Pots of blue and lilac primulas
I have a habit these days of trying to catch up with garden magazines over a cup of tea in bed on a Sunday morning. This morning, for the first time in years, I had a copy of the Gardeners World magazine to read. I have shunned the magazine as being full of the basics and instead have chosen to read other horticultural magazines such as the English Garden and Gardens Illustrated but over the last 6 months or so I have found myself flicking through them looking for something to engage with; they are full of amazing gardens but with little of the horticultural detail I have sought. I think my struggle to find the right sort of horticultural literature is indicative of the changes in my approach to my garden and horticulture which has crept up on me over the last year.
For some years now I have charged around the country visiting gardens, attending shows, talks and workshops many of which have featured on this blog. I have been lucky in receiving invitations to all sorts of events; helped, albeit briefly, build a Cheslea show garden; exhibited plants in shows, including RHS shows; had posts published on a national newspaper website; had a regular monthly slot on the local BBC radio gardening programme; been paid for a number of years to write a weekly blog on gardening; and recently had the blog mentioned in Women’s Weekly. I have enjoyed it all but now looking back I wonder how I managed to find the energy and I know deep down inside that whilst I have been charging around doing all of this there has been a little voice in my head expressing concern and a dis-satisfaction at the standard of my own garden.
I know now that the energy came from a lack of fulfilment in my previous role at work. It was not stretching me mentally and I seemed to have a lot of nervous energy and had seriously started to wonder if I was hyperactive. Having my role change at work drastically, particularly over the last 6 months, has made me understand that I’m not hyperactive I was just bored. I now have a challenging and demanding role which I am loving, although the learning curve is rather steep, which means that at the end of the day and particularly the end of the working week I am mentally wrung out and this is clearly being reflected in my approach to this blog and gardening. I have said before that I don’t want to spend much time on social media any more and it’s because I don’t want any more stimulation as I don’t always sleep well. So since Christmas I have made a conscious effort to avoid social media apart from in small doses and I try to make that early evening and it seems to have
What I do want to do is practical things. I suppose as a result of being stretched mentally it is natural to want to do something with your hands and particularly something which doesn’t require too much careful thought. So in the evenings I sew which I find calming and hopefully as the evenings get longer and warmer I will be able to potter outside. Pottering in fact is my new gardening mantra and the driver behind this blog post, although I think I may have wandered a little. My enthusiasm for my garden is as strong as ever but I no longer feel a need to conquer the world; I just want to be a very good gardener and plants person. I want to grow good healthy plants and I want to create a garden that showcases the rather eclectic mix of plants I have accumulated to their best advantage and that is beautiful. I want to get my orchids to re-flower, I would be thrilled if my tree peony flowered and if I can nurture the meconopsis blue poppies into flowering I will be elated.

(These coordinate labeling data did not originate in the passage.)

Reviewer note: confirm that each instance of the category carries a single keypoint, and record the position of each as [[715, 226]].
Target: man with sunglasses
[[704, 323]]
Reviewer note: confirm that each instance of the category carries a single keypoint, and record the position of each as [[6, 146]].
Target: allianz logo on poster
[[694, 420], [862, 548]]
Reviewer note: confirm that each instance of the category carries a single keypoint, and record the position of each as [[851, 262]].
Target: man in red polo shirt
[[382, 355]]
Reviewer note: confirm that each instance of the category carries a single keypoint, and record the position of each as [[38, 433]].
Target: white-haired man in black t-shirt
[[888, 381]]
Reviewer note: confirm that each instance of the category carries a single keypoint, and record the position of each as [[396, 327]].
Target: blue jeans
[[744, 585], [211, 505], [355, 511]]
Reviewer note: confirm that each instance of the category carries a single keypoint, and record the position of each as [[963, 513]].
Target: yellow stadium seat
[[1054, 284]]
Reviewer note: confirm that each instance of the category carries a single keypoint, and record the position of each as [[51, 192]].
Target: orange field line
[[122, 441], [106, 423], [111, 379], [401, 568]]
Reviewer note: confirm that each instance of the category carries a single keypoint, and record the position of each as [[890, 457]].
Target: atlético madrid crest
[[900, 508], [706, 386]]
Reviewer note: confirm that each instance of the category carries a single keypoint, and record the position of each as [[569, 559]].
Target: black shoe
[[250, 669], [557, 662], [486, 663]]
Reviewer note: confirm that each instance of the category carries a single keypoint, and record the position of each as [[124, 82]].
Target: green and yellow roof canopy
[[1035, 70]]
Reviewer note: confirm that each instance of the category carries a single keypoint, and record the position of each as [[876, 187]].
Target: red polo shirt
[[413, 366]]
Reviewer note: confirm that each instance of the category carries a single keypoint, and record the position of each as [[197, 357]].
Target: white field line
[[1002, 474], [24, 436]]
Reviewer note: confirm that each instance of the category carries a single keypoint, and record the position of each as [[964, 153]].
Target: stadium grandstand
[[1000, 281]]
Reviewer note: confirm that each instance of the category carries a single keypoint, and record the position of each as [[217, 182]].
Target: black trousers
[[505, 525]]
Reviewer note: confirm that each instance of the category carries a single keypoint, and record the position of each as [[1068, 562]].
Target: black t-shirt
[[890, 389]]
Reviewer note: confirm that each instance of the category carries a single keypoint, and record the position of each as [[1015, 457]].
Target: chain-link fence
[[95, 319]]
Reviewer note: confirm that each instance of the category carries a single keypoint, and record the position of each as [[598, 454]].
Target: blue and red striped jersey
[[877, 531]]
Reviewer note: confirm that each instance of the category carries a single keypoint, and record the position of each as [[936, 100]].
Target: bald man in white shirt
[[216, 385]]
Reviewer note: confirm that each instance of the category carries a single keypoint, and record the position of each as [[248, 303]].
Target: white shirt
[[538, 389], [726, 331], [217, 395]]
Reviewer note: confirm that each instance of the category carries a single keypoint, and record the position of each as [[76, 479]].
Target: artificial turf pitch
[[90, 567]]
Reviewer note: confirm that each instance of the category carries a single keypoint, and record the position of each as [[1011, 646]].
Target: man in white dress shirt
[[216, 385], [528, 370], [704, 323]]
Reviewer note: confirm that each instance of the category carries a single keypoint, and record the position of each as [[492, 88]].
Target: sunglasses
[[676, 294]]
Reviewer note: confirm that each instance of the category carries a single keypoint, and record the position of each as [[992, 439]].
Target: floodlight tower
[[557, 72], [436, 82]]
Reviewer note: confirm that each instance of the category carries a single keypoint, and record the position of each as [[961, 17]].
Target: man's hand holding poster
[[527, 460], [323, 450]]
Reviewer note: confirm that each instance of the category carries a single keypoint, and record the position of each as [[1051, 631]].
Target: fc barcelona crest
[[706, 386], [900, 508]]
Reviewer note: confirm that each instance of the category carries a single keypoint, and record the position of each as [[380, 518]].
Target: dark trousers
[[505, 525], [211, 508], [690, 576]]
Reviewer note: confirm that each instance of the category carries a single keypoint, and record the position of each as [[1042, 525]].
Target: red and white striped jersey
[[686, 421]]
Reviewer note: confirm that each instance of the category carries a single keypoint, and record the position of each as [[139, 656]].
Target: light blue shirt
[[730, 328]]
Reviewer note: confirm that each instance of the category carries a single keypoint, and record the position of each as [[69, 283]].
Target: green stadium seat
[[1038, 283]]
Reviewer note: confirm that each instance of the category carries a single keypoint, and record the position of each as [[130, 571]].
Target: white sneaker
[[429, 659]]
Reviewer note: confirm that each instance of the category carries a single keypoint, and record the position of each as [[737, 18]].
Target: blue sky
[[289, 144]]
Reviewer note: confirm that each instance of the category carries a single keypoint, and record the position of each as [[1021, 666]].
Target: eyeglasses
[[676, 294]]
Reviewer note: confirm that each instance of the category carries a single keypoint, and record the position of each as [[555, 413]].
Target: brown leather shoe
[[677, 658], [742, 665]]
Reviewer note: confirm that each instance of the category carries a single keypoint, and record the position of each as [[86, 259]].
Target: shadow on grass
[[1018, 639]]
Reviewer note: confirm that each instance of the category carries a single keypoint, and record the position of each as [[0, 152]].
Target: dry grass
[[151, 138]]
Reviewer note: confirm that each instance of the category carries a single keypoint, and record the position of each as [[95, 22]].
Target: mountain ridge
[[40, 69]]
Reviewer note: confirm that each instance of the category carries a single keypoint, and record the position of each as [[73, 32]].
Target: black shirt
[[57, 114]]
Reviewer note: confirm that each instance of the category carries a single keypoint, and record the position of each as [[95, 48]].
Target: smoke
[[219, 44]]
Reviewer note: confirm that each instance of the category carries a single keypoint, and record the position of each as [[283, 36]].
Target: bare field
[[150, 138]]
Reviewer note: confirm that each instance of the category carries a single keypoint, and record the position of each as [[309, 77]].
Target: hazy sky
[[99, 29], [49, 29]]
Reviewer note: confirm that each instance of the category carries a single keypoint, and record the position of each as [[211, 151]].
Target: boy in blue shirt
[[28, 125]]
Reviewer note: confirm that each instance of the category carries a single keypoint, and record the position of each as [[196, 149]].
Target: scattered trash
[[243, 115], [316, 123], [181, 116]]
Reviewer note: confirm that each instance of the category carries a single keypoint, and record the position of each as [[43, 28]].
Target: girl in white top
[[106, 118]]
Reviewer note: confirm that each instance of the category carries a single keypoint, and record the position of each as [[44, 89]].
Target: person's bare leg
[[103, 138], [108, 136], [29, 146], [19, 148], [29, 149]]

What I don’t seem to have a desire to do is charge around the country visiting and seeing things. I know it is good for a gardener to see other gardens to get inspiration and I am sure someone famous said something along those lines but I feel my head, the blog and my picture archive is full of inspiration – so much inspiration that it is now overwhelming. Interestingly when I ran a little survey on this blog asking what sort of posts readers liked the overwhelming first choice were posts about my garden rather than about other people’s gardens and certainly no product reviews. I found that quite striking and it has been at the back of my mind for a while – it was almost like being given permission to stop!
So going back to my morning reading I really enjoyed the Gardeners World magazine. Yes there were the obligatory sections on taking cuttings but I hadn’t thought of taking Dianthus cuttings, which I plan to try this week, nor have I ever really had a go at basal cuttings so I will also be trying that on my Lamium. I was reminded to sow some annuals when the ground warms up a little and I was heartened by an article encouraging us to forsake the straight lines of parterres and other popular design solutions in favour of curves – more of that another day (probably). Importantly, for me, there were no articles on amazing gardens that I, with a small garden and not being able to afford a gardener, will never be able to aspire to – instead I felt encouraged and reassured with some new things to try, just enough to get me outside to enjoy the sunshine and shouldn’t that be what gardening is all about? I will of course go to the Malvern show, and probably Chelsea (particularly as I have a free ticket) and I have a garden visiting trip with friends to the east of the country in June but in the meantime I will potter and go back to the basics.